FRANCISCO SANDOVAL GÓMEZ

Puede parecer que la preocupación por conseguir ciudades más sostenibles y con mayor aprovechamiento de las condiciones climáticas sea tan solo reciente. Sin embargo, hace 2500 años la polis griega de Olinto ya fue planificada para que todas sus viviendas tuvieran una orientación óptima. No hay una casa igual a otra, y esto es porque las condiciones particulares de las que pueden beneficiarse se imponen a la producción en serie.

En las ciudades actuales, uno de los retos que debemos afrontar, sobre todo en verano, es el efecto “Isla de Calor”. Hace unas décadas, esta diferencia de temperatura entre el centro urbano y las afueras solo se había medido en algunas grandes ciudades. Hoy, sin embargo, este efecto está presente en todas las cabeceras municipales de la Comarca del Noroeste. En Caravaca, por ejemplo, hemos podido constatar diferencias notables en las temperaturas nocturnas. La temperatura mínima que se registra en zonas aledañas a la Gran Vía es casi 4oC superior a la que Aemet mide en su estación próxima a las Fuentes del Marqués.

Esta circunstancia, unida a que durante el día muchas calles acumulan calor por materiales de gran absorbencia y escasez de sombra, repercute en nuestras viviendas y, por ende, en nuestra vida cotidiana. Durante el desarrollismo en la segunda mitad del siglo XX se le restó importancia a la sostenibilidad, entre otras razones, porque el auge de un nuevo modo de vida venía acompañado de una incipiente tecnología que nos prometía solventar sus problemas derivados: la calefacción y el aire acondicionado venían a suplir las carencias de diseños deficientes. Con el paso del tiempo, sin embargo, nos hemos dado cuenta de que la cantidad de recursos que destinamos a lograr el confort es muy grande. La energía es fundamental en la vida moderna: consumimos electricidad para el uso de todo tipo de dispositivos y para climatizar nuestras viviendas y quemamos combustibles fósiles que emiten contaminantes a la atmósfera.

El jardín del Coso, un ejemplo de sostenibilidad.

No hace muchos días, una mañana veraniega, cogí la bici y me adentré en el casco histórico de Cehegín. Llegué hasta el Jardín del Coso, una obra que cuenta apenas 5 años desde su construcción. El ambiente era sumamente agradable, pues una leve brisa mecía la vegetación que emanaba de paredes y barandas. A lo largo del recorrido podía escucharse el sonido del agua, al que acompañaba de forma esporádica la campana de la torre de la Magdalena.

Este jardín tiene una dificultad técnica: la gran pendiente. Una serie de rampas de escasa inclinación consiguen conectar la cota más alta y la más baja sin necesidad de recurrir a escaleras, lo que lo hace más accesible. Con una suave inclinación se genera una “promenade architecturale”, salpicada de estanques con eneas, una planta que absorbe y depura la materia orgánica presente en el agua. Así, este jardín ecológico produce agua limpia a la vez que contribuye a mejorar el confort térmico.
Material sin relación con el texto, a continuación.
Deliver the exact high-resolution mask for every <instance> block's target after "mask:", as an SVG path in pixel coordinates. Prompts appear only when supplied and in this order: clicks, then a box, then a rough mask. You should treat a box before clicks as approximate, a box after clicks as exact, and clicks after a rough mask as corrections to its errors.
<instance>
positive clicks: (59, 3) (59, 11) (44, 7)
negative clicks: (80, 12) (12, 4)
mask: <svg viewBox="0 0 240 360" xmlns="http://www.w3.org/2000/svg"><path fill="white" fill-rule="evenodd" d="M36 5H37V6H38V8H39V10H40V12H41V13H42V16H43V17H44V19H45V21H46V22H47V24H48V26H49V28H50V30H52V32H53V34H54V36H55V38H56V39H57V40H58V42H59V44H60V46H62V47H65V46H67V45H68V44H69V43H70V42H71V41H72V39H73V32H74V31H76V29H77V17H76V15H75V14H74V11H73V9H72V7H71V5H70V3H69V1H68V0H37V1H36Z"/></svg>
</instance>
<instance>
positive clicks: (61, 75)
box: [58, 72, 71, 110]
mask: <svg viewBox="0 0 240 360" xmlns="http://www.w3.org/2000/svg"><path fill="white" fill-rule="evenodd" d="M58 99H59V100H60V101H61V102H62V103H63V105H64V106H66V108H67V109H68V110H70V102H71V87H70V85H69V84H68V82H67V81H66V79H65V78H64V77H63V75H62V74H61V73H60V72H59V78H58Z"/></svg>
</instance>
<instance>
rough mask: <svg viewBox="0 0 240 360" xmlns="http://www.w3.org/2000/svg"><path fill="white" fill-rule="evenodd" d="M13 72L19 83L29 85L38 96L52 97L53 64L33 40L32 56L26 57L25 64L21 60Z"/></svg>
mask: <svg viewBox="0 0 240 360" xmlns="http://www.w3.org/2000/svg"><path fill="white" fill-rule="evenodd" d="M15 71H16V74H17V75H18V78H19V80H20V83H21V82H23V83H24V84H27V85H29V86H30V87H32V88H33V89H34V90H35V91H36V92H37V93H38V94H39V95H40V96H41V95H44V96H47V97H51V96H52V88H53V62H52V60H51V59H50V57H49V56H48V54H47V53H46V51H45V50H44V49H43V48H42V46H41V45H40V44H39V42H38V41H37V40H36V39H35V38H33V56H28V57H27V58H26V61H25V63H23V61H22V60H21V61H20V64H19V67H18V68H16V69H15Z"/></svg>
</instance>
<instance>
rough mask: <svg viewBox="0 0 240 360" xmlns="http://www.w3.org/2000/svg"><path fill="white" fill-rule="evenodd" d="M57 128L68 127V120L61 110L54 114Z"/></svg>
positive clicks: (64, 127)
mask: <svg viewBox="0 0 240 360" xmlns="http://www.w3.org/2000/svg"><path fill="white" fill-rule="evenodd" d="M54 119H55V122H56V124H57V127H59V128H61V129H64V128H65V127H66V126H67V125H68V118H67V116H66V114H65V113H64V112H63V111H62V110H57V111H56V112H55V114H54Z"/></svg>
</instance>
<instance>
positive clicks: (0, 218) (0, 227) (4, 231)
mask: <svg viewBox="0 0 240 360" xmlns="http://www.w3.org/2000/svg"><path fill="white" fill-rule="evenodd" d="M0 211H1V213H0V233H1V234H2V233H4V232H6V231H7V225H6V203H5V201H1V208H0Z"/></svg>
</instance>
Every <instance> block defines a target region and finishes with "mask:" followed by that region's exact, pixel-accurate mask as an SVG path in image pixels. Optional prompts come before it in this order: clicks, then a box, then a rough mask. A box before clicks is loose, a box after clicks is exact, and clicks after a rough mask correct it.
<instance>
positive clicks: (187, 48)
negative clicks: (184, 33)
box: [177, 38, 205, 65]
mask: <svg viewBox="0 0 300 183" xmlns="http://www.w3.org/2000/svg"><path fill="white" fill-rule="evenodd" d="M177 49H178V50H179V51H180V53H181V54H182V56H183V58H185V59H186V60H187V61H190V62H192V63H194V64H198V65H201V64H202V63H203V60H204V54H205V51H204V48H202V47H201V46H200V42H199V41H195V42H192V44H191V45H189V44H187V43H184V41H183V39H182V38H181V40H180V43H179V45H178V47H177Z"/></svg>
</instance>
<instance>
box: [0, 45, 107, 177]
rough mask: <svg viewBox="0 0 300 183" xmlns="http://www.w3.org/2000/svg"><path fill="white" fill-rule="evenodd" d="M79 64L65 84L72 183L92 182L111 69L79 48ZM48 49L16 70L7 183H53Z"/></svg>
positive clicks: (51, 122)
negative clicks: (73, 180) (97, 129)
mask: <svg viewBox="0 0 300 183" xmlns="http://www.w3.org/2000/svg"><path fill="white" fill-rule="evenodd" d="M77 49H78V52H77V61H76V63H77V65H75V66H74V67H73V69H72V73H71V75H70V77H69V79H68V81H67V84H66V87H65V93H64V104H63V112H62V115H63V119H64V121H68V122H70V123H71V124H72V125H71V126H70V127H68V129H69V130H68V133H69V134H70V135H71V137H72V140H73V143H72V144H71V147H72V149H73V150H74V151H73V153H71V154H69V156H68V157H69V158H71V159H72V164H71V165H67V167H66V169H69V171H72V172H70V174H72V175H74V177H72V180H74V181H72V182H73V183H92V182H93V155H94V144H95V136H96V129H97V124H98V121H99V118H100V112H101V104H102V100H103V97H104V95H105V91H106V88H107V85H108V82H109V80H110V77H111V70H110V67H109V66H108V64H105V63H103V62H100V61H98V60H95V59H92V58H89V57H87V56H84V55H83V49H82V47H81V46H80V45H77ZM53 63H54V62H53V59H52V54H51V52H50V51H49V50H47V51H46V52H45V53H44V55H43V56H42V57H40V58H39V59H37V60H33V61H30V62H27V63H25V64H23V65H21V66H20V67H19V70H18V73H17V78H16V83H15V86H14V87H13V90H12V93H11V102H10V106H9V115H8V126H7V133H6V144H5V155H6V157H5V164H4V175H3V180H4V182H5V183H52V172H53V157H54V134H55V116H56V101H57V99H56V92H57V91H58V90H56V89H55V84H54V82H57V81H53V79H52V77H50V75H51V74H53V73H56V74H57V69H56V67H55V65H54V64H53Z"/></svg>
Antes de la existencia de este jardín, el Coso era una zona prácticamente abandonada debido a que, junto al barrio del Puntarrón, la nevada de 1950 y las torrenciales lluvias de 1989 habían provocado la ruina de sus edificios. Ante la imposibilidad de recuperar su vida anterior, ahora esta área responde a las necesidades de la vida contemporánea, con un lenguaje plagado de curvas sinuosas que dejan patente una intención post hoc.

Esta obra ha sido galardonada con 8 premios, el más reciente fue el Premio de Arquitectura de la Región de Murcia por sus valores de sostenibilidad, y ha aparecido en numerosas publicaciones de gran prestigio a nivel internacional. La vegetación se ha abierto paso de forma considerable desde su inauguración, y nos lleva a preguntarnos si serán posibles actuaciones similares en otras poblaciones. Al fin y al cabo, nos beneficiamos todos.